Turnout was low for Tuesday's primary election at polling places in Laurel, as expected.
With so few contested races, and what experts say is the usual apathy found in a nonpresidential election cycle, the turnout wasn't a surprise.
Among incumbents who ran for re-election with no primary challenger in local races were Democratic District 21 state Sen. Jim Rosapepe and Democratic Dels. Ben Barnes, Barbara Frush and Joseline Peña-Melnyk. The three will face Republican challenger, Katherine Butcher, in the general election.
Laurel's District 1 County Councilwoman Mary Lehman, a Democrat, also faced no challenger in her bid for re-election, but was out campaigning in her district throughout the day.
In one of the few local contested races, incumbent District 23 state Sen. Douglas J.J. Peters was ahead of his Democratic challenger David Grogan, 77.8 percent to 22.2 percent, with 51 percent of precincts reporting. No Republicans are running for the seat.
In District 23A, which includes some of South Laurel, incumbent Democratic Del. Geraldine Valentino-Smith was without a challenger in the primary, and will face Shukoor Ahmed, an Independent from Bowie, in the general election.
Opening the doors at 7 a.m., Laurel precincts saw a slow, yet steady flow of voter turnout. At Bond Mill Elementary School, usually an active precinct, the only line was in the morning.
"It's shocking that it's so light," Laurel resident and former Prince George's County Council president Tom Dernoga said Tuesday morning. "Bond Mill has always been busy ... it's one of the biggest and busiest polls in Laurel."
Poll counts from Laurel precincts showed that more Democrats were turning out than Republicans.
"The ratio between Democrats and Republicans is 4 to 1 among voters here in Bond Mill," said Susan Sumner, chief judge of the fifth precinct in District 21 in Laurel.
Dernoga said he is seeing more voters who are over 55 years old. However, the ages of voters in other Laurel precincts, such as the Robert J. DiPietro Community Center and Laurel Volunteer Fire Department, varied among young adults to seniors.
"It's been a mixed group of voters who turned out today," Claudette Philpot, a community center election volunteer and Laurel resident said mid-day.
Philpot said that many voters who have come to the community center brought their children along.
"A lot of them teach their kids how to vote so that they can be ready when it's their time to vote," Philpot said.

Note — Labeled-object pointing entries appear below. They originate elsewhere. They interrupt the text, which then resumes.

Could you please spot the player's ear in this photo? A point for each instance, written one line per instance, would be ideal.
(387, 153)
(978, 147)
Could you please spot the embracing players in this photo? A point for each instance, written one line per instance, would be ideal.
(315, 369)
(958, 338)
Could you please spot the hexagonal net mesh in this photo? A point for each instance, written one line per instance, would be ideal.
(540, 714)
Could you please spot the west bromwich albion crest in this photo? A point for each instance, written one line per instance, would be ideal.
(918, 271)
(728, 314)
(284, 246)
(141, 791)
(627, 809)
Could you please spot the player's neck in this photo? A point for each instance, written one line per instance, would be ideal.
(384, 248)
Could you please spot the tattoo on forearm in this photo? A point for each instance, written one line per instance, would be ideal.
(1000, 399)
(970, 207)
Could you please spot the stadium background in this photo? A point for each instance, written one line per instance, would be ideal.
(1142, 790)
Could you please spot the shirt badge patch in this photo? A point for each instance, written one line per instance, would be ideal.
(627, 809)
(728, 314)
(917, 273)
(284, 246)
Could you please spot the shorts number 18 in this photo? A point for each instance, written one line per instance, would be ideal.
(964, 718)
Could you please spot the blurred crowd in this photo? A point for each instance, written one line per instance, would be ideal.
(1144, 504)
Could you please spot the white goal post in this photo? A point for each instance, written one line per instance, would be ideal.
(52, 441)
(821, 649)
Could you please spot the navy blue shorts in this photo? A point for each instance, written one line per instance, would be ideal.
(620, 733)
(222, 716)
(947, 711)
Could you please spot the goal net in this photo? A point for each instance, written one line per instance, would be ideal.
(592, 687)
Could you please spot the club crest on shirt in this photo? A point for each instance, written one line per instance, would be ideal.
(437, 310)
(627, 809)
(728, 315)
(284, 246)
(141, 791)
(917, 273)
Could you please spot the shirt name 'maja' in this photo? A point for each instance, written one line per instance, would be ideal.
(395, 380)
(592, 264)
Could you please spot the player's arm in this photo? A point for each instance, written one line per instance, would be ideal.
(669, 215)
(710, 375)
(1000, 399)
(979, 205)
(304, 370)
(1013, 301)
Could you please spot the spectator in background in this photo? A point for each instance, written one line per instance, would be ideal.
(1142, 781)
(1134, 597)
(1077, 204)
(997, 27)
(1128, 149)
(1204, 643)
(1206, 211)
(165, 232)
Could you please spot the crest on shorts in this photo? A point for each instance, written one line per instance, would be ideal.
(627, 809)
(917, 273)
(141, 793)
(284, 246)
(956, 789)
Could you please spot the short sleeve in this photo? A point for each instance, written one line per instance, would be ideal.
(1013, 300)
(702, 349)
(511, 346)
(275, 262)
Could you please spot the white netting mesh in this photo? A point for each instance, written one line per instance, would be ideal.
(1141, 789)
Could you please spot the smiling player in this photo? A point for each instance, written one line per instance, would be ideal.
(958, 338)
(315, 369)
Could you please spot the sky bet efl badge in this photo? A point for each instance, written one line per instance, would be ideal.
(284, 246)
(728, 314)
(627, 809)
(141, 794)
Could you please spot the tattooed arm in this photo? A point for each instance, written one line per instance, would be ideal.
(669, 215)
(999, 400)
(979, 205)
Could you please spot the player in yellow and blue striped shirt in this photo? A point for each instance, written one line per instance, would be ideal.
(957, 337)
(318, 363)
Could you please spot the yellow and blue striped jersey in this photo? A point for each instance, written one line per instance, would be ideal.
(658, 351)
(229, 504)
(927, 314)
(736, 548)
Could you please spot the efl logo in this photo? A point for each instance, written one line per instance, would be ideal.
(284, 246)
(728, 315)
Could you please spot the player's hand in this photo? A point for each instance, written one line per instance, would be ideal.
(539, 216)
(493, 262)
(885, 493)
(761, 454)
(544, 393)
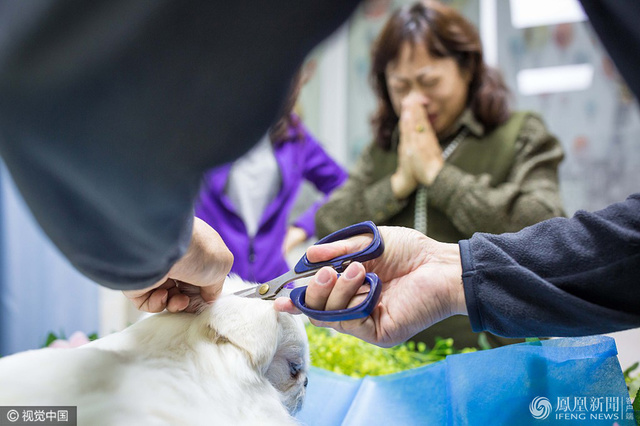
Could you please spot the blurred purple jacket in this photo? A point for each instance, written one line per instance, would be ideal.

Laurel resident Barbara Williams, 78, said she first voted in 1960 for late President John F. Kennedy.
"It's a privilege," Williams said. "More African Americans are voting because of the Freedom Riders and issues that gave us advantageous results."

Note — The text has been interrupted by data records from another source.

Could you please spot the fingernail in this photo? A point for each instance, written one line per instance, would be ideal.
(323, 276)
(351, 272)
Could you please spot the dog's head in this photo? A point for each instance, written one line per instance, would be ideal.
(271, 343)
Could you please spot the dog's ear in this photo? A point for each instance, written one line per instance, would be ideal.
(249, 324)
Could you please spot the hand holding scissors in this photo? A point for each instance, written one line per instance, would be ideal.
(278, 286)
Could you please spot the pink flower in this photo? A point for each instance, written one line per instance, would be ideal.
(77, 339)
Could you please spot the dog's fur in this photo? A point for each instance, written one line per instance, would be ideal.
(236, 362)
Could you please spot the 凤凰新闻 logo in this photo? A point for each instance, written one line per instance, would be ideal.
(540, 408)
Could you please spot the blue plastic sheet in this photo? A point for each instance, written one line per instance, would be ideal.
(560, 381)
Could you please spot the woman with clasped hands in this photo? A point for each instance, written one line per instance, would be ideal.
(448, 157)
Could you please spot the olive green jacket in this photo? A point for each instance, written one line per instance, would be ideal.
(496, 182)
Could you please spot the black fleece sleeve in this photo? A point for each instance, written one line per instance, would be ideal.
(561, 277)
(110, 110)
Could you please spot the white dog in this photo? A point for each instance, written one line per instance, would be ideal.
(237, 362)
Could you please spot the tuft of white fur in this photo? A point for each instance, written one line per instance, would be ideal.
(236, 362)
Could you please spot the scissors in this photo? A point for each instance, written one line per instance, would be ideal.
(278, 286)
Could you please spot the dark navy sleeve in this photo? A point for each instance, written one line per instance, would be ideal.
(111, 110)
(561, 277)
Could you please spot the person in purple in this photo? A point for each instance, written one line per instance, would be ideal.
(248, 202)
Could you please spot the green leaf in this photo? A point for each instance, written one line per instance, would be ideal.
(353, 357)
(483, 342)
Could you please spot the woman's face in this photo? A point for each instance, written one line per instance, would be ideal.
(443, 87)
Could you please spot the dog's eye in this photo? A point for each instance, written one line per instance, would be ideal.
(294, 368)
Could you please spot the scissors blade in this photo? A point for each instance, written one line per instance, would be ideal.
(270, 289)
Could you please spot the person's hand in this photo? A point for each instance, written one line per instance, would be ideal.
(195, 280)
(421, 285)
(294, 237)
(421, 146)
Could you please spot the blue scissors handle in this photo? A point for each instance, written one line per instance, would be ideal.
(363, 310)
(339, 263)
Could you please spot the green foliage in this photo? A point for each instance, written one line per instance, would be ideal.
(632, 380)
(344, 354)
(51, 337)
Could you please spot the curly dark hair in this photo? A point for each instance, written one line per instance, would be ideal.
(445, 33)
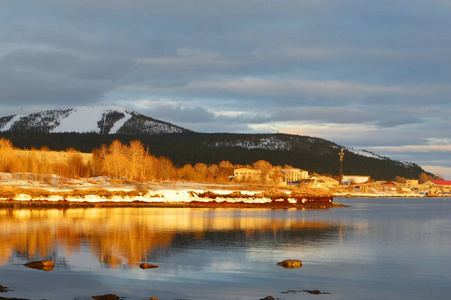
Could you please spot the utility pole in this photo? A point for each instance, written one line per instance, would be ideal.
(341, 154)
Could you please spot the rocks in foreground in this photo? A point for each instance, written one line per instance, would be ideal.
(315, 292)
(106, 297)
(44, 265)
(3, 289)
(290, 264)
(146, 266)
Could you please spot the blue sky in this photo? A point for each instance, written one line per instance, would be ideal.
(365, 74)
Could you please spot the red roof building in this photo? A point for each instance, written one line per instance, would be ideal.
(441, 182)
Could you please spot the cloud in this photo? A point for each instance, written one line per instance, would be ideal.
(369, 74)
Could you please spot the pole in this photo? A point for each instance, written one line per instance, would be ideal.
(341, 154)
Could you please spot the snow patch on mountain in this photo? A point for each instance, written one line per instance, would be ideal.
(268, 143)
(87, 119)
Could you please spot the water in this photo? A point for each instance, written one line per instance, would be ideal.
(375, 249)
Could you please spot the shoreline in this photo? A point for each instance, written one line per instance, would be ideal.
(46, 204)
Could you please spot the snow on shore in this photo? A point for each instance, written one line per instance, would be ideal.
(157, 192)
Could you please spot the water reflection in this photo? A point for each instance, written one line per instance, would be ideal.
(124, 237)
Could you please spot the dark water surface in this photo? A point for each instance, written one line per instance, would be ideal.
(375, 249)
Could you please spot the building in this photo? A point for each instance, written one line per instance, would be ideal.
(246, 174)
(355, 179)
(438, 187)
(294, 175)
(411, 183)
(318, 182)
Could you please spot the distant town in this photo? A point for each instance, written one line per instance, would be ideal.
(133, 163)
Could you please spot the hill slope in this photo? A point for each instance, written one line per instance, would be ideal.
(85, 119)
(87, 128)
(309, 153)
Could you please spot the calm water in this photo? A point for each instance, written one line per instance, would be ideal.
(376, 249)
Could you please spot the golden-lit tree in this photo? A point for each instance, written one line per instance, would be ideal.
(7, 156)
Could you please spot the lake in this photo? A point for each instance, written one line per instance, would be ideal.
(375, 249)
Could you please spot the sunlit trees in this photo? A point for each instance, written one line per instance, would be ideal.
(265, 168)
(7, 156)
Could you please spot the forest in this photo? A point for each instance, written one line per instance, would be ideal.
(307, 153)
(132, 162)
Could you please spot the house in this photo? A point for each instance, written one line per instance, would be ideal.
(318, 182)
(389, 187)
(437, 187)
(355, 179)
(294, 175)
(411, 183)
(246, 174)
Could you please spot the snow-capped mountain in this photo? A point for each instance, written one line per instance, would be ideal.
(83, 119)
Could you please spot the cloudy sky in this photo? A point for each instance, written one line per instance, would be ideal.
(362, 73)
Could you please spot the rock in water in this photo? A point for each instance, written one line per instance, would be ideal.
(3, 289)
(290, 264)
(106, 297)
(44, 265)
(146, 266)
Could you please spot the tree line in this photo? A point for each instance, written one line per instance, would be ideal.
(132, 162)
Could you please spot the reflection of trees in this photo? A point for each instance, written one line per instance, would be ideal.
(127, 236)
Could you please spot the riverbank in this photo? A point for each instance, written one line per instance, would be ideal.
(100, 192)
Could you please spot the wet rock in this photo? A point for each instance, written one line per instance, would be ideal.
(3, 289)
(290, 264)
(106, 297)
(315, 292)
(146, 266)
(44, 265)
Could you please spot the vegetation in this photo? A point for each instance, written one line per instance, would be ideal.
(311, 154)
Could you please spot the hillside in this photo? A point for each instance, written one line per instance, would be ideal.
(309, 153)
(88, 127)
(88, 119)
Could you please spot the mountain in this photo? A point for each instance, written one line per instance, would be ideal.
(87, 128)
(85, 119)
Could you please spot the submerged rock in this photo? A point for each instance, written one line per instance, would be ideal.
(146, 266)
(44, 265)
(315, 292)
(106, 297)
(290, 264)
(3, 289)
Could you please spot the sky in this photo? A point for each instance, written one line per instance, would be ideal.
(366, 74)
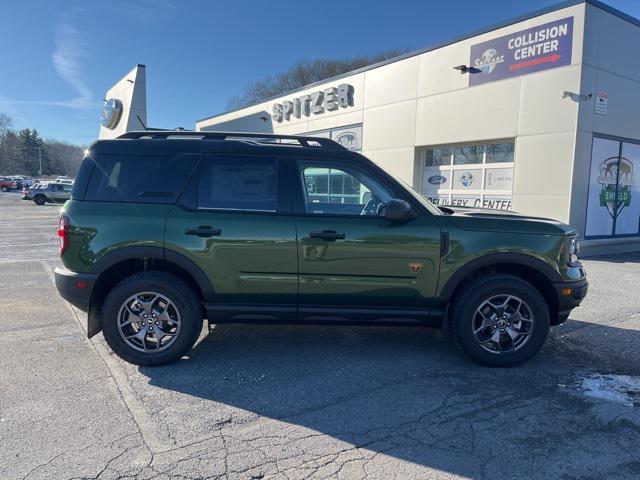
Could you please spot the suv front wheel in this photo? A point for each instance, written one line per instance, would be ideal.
(151, 318)
(499, 320)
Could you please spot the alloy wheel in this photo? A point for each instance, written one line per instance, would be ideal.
(149, 322)
(503, 324)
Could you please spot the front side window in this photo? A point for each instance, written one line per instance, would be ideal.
(238, 184)
(342, 191)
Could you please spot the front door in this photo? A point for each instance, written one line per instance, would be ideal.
(352, 261)
(234, 221)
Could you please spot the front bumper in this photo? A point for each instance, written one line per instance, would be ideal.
(74, 287)
(570, 295)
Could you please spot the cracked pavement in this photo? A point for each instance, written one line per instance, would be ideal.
(287, 402)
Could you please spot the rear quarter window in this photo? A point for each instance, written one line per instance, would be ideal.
(139, 179)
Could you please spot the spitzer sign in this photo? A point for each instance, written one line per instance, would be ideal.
(527, 51)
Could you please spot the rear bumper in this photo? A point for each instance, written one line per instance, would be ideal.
(74, 287)
(570, 295)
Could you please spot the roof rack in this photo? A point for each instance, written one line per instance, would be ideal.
(249, 137)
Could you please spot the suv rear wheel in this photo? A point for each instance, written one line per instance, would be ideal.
(499, 320)
(151, 318)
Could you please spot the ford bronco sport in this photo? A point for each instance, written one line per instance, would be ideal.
(165, 229)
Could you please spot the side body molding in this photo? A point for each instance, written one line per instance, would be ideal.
(494, 259)
(135, 253)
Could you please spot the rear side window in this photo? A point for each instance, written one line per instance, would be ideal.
(139, 179)
(235, 183)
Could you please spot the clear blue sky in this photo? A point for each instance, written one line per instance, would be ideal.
(59, 57)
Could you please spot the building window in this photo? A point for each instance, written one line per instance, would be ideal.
(474, 176)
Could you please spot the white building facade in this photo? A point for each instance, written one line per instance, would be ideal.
(539, 115)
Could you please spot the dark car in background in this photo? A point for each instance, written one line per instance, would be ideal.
(6, 184)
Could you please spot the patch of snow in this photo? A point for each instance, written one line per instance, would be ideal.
(622, 389)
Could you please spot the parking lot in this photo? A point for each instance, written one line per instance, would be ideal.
(286, 402)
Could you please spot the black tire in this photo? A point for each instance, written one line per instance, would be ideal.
(178, 292)
(463, 316)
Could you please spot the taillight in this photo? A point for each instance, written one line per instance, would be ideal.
(63, 233)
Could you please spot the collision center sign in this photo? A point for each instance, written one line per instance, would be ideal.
(527, 51)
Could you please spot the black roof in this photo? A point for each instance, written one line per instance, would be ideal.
(171, 142)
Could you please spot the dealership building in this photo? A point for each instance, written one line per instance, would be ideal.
(539, 115)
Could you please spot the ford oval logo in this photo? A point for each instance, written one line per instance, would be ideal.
(437, 180)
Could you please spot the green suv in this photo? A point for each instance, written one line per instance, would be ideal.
(165, 229)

Nikki Greco, chief of staff for Gansler's running mate, Jolene Ivey, was a volunteer for the 13th precinct in Laurel. Greco attributed low voter turnout to people being less interested in general.
"The primaries were moved up earlier this year and because of that, many people are unaware of the primaries," Greco said. "This primary is a very biased one, especially when a favored candidate was chosen."

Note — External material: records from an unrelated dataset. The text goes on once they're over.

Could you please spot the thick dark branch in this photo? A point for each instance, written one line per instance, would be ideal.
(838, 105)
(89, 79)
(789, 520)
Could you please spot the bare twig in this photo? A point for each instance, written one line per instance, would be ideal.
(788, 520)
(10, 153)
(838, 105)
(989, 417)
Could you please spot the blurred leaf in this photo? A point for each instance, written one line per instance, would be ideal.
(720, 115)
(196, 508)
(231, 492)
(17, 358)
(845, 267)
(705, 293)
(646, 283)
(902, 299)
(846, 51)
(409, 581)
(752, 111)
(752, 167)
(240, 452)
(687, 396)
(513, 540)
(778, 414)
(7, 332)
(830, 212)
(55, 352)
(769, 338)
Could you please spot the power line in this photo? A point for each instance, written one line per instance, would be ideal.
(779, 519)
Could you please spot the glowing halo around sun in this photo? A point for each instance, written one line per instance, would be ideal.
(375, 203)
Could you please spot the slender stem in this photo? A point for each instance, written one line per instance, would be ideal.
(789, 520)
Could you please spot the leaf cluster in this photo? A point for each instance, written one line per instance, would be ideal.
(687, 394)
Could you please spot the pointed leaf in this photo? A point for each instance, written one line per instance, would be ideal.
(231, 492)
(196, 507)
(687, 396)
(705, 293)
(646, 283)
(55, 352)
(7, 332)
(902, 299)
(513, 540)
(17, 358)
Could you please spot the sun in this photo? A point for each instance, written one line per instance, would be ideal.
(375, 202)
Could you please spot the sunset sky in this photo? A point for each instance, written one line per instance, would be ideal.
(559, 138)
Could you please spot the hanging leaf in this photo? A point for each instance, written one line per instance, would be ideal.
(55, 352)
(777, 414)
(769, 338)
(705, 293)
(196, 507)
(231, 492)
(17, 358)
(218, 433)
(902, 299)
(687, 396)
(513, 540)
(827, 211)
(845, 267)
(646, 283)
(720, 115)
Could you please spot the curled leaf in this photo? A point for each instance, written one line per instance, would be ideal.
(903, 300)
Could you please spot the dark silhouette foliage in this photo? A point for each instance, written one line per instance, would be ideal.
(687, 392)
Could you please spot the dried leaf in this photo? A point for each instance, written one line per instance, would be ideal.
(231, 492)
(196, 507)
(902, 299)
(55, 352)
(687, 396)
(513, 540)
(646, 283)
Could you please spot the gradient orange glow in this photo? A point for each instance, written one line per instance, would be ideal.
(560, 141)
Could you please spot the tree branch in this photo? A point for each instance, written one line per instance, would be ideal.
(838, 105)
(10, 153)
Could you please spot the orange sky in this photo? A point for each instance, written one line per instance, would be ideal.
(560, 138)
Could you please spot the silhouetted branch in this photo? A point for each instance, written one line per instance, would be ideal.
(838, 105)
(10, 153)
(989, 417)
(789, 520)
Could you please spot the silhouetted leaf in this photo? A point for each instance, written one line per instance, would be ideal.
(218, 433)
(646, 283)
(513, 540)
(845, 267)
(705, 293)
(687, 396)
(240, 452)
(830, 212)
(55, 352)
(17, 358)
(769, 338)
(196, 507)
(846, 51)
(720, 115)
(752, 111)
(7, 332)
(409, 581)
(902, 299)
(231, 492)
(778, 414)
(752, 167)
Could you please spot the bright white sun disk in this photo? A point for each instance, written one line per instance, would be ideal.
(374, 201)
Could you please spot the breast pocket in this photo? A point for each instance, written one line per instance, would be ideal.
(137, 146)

At Bond Mill, Sumner said early voting could also be a contributing factor for the low voter turnout.
"I think more people are voting early since the primaries are in June this year," Sumner said. "I've seen less competition and just less interest in the primaries, which is sad."
Only about 2 percent of local voters took advantage of early voting, which was held June 12 to 19.
Despite the low voter turnout in Laurel precincts, campaigners, volunteers and workers were excited to be at the precincts helping out their community.
"We are a congenial group," said Doug Wenk, a Democrat and first-time chief judge of the first precinct in District 32, who was working at the polls at Maryland City Elementary. "What makes the day better is being around people that you can get along with."
Stephanie Gutierrez-Munguia is a graduate student at the University of Maryland.